A future PNP Government will have to call in a little army of sociologists and culturalists to guide the implementation of this noble proposition!
These university graduates who sometimes face unemployment challenges more than graduates with technical hard skills are going to be needed in some numbers on another Phillips scheme. The party president is promising a Ministry of Social Transformation and Community Development, which will depend heavily on social workers to reverse many of the negative behaviours permeating the society.
“We are going to be establishing a Ministry of Social Transformation and Community Development, and we are going to be drawing on teams of social workers across our communities to deal with the mothers and fathers and their responsibilities. We have to build a country based on self-respect and personal responsibility and love of our children and love of ourselves ... ,” Phillips pledged.

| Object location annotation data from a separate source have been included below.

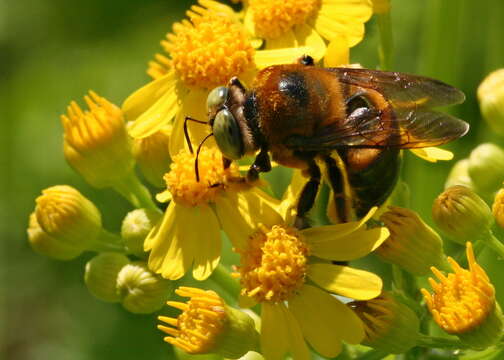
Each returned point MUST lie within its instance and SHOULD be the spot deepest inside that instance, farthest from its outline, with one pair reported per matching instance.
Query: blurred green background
(53, 51)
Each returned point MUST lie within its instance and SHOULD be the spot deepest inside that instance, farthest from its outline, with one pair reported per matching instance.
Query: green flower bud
(462, 215)
(208, 325)
(412, 244)
(101, 275)
(491, 99)
(153, 156)
(142, 291)
(459, 175)
(390, 325)
(136, 226)
(486, 168)
(65, 223)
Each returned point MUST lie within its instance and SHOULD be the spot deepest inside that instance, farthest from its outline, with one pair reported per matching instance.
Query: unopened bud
(461, 214)
(486, 168)
(491, 99)
(142, 291)
(101, 275)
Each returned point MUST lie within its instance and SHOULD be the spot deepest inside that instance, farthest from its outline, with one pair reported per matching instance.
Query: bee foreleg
(308, 195)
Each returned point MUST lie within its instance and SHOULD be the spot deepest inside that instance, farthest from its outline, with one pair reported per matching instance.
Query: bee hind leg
(308, 195)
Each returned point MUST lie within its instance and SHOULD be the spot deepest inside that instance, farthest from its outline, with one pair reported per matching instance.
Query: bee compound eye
(216, 98)
(228, 135)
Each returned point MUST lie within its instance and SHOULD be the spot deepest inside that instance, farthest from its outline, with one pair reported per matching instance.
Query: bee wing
(411, 129)
(402, 90)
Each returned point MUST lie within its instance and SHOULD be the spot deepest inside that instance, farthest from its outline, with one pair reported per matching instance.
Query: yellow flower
(279, 269)
(96, 143)
(208, 325)
(204, 51)
(463, 303)
(289, 23)
(189, 233)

Like the Ministry of National Mobilisation (D.K. Duncan, 1970s) and the Ministry of Development Planning and Production (P.J. Patterson, 1990s), this diffuse, cut-across, non-Whitehall Ministry of Social Transformation will not work – except to create work. And we remember that it was the Patterson administration of the 1990s that launched and abandoned an Attitudes and Values campaign. Déjà vu.
Dr Phillips told conference that the party had identified the means to mobilise a major flow of credit of up to $100 billion to assist small business owners with their operations, so that they could build their businesses and stop operating on the fringes of the economy.

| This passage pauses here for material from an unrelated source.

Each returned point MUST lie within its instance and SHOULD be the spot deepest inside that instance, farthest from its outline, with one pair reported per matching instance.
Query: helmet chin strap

“The people that I want to get into the real economy are those people making furniture under mango trees and the people who fix cars on sidewalks ... . We want those people to come into the mainstream of the economy. We want them to become respectable business owners,” he said.
But isn’t it a ‘crime’ not to make this source of funding known to the Government now in 2018, rather than to wait to mobilise it whenever in the future that the PNP comes to Government? Short or long. One would have thought that this would be the patriotic thing to do. Our tribal politics is very much alive and well. The JLP behaves same way in Opposition. But then again, without particulars being provided, Dr Phillips may just be attempting to speak a wish into reality.
But if he and the PNP can really pull off a $100-billion credit line (more debt like the 1960s World Bank debt, which really fuelled the construction of the secondary-level apartheid system in education!), may I suggest that a portion of this be pulled off for the Students’ Loan Bureau to capitalise a real revolving loan scheme. And those scholarships for first-in-the-family university students are going to need money! And new graduates with bankable entrepreneurial ideas but no collateral should be bankrolled by state financing as development risk capital.
On the strength of the Phillips promises, I could easily give one of my votes to the party that has excelled time past in the practice of ‘one man, many votes’ and in overvoting in its garrisons. But I have to save one for the other side, as the parties continue to converge in philosophy, policy, plans, and programmes – and performance.